ADDRESS OF BROTHER BRUNO OF JESUS AT THE CEMETERY
« Blessed are they who suffer persecution for justice’s sake. » (Mt 5:10) The entire life of our Father was a cross and a martyrdom, like that of Our Lord and for the same reason: the thought of Hell, where the souls of poor sinners go. Like Our Lord condemned to death by the Jewish authorities, he opposed with all his might, publicly, surrounded by a handful of brothers and sisters, and by a small “Phalange” of disciples and friends, the forces of Hell that had been unleashed even in the Church. He was exposed to hatred and scorn from the hierarchy of the Church, and to the embarrassed or lethal silence of colleagues and confreres, with some courageous and very comforting exceptions. Thank you, dear Father!
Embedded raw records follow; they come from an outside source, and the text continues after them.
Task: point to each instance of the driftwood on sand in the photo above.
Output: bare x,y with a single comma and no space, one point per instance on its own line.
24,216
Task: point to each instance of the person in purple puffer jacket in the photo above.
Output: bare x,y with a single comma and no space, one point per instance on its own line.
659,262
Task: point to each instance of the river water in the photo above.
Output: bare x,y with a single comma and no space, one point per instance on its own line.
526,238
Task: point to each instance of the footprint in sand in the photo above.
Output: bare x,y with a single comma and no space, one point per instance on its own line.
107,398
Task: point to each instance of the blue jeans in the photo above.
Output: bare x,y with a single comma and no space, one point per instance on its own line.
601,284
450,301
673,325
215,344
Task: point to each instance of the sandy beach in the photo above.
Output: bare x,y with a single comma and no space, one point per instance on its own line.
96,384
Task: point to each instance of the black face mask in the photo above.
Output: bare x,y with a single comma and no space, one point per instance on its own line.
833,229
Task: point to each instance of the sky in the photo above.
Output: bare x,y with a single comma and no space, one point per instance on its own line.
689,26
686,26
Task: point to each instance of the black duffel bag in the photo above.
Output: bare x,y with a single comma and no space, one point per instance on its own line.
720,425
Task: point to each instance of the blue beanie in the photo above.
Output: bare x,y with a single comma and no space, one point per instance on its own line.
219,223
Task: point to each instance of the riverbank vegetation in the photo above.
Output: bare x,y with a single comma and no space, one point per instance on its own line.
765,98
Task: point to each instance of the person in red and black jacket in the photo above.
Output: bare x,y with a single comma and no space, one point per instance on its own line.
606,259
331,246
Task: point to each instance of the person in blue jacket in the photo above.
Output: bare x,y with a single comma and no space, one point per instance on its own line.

His case is unprecedented because in the Church’s two thousand years there have never been proceedings instituted against a Pope or a Council like those that he instituted by explicit acts of accusation, – acts which remained suspended, without response, and without judgement! While awaiting the infallible judgement of the sovereign Judge, this silence, not to say this dereliction of duty, establishes the Abbé de Nantes, our Father and founder of the Little Brothers and Little Sisters of the Sacred Heart, not only as a legitimate member of the faithful and true priest of Jesus Christ, but also a confessor and doctor of the Roman Catholic Faith in our times of apostasy.
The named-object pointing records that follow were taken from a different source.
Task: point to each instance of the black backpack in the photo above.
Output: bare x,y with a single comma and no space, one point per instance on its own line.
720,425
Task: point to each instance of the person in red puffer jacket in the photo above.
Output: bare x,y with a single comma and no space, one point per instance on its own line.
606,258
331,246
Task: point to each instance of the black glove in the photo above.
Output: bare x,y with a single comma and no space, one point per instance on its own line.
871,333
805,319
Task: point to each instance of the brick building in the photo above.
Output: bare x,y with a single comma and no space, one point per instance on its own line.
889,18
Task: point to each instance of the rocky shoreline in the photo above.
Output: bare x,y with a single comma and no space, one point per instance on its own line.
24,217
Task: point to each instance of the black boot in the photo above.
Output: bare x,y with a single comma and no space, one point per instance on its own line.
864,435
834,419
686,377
He is not dead. He has entered into life, as a small child, in the likeness of Blessed Louis Martin whose “dementia” made little Thérèse say in 1889: « Papa is the Good God’s little child. » For the benefit of those who shared his humiliation, she added: « To spare him great sufferings, the Good God wants us to suffer on his behalf! »
In 1894, to her sister Léonie, she wrote: « Papa’s death did not give me the impression of a death, but of a veritable life. I find him again after six years of absence (!), I sense him around me, watching over me and protecting me. »
Dear brothers and sisters, friends from the Phalange, are we not even more united now that we look to Heaven to discover there a Father, not forgetting Mother Marie-Noël, and Brother Hugues and his parents and grandparents, in short, the whole Phalange of the Immaculate that we will soon re-form there around him, our beloved Father, as we form it already here below in the Immaculate Heart of Mary, for life is so short! Then we will be united, no longer to be separated, and we will be happy to have fought as good and faithful servants so that when the Son of Man returns He may still find faith on the earth… Amen!